アメリカでは「農家は儲けすぎている」と批判がある
西欧では田舎と都市部の役割の違いを国民が認識している。「都市部を支える田舎を守る」という共通認識や、「交換価値の低さを税金で埋めるのが公平だ」といった国民的合意がある。
残念ながら、私たちの社会にそのような国民的合意は存在しない。あるのは「悲惨だから救う」「困っているから助ける」という上から目線の共通認識だ。
農業経済学者の鈴木宣弘〔2021〕によれば、スイスの農業所得に占める補助金の割合はほぼ100%である。
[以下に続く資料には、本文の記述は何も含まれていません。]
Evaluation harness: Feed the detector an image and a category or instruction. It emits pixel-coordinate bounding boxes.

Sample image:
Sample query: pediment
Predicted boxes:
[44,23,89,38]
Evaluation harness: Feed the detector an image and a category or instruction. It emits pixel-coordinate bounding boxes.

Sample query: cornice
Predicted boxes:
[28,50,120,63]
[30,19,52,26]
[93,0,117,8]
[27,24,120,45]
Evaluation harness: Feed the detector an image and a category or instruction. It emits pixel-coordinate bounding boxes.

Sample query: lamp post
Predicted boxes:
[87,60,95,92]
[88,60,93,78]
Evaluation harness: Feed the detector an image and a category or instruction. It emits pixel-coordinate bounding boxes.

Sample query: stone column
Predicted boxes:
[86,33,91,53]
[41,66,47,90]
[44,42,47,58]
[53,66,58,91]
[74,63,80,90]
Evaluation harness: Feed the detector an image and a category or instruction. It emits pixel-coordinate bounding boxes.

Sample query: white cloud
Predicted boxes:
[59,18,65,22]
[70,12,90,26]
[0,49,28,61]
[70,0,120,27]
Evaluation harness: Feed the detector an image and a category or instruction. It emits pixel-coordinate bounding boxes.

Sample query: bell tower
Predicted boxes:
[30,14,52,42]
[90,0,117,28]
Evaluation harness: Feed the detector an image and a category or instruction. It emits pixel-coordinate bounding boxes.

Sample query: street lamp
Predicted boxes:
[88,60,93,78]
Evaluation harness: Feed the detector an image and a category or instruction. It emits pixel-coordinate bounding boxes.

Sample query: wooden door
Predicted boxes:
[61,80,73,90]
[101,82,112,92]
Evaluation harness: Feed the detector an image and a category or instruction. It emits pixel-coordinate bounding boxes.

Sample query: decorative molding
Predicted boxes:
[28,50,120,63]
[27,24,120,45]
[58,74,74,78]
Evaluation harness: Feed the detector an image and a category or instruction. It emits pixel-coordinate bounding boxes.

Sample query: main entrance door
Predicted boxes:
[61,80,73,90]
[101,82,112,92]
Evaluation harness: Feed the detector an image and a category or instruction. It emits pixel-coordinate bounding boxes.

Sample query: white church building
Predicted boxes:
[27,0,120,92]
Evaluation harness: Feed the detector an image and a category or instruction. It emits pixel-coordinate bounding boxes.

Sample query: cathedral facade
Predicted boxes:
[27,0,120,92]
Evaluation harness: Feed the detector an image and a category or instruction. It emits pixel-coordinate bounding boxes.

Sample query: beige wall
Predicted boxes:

イギリスやフランスは約90%で、ドイツは約80%だ。その年の収穫量によって約10%の上下はあるが、農家は「みなし公務員」のような手厚い保護を受けている。
また、アメリカの農家における補助金の割合は日本と同じ約30%である。ただし、アメリカは株式会社化した大規模経営が主だ。地平線の彼方まで農地が続き、大型の農業機械が行き交う。
広大な土地を少人数で管理し、自然環境に適した作物を大量生産している。各方面から「農家は儲けすぎている」といった批判がされるくらいだ。
日本の農家はアメリカのような広大な農地や牧場を持たず、西欧諸国のような補助金の支給もない。過疎地域はその状況の中で、役に立たない補助金事業に依存するしかなかった。有益な補助金の使い道が他にある筈なのに、それを行えなかった。
農業は伝統文化の継承や無形文化の存続のためにあるのでは決してない。ましてや政治家や官僚のためにあるのでもない。農業は食料生産者と食料を求める消費者のためにある。私たちは今一度、補助金の有効な使い道について考え直す必要があるのではないか。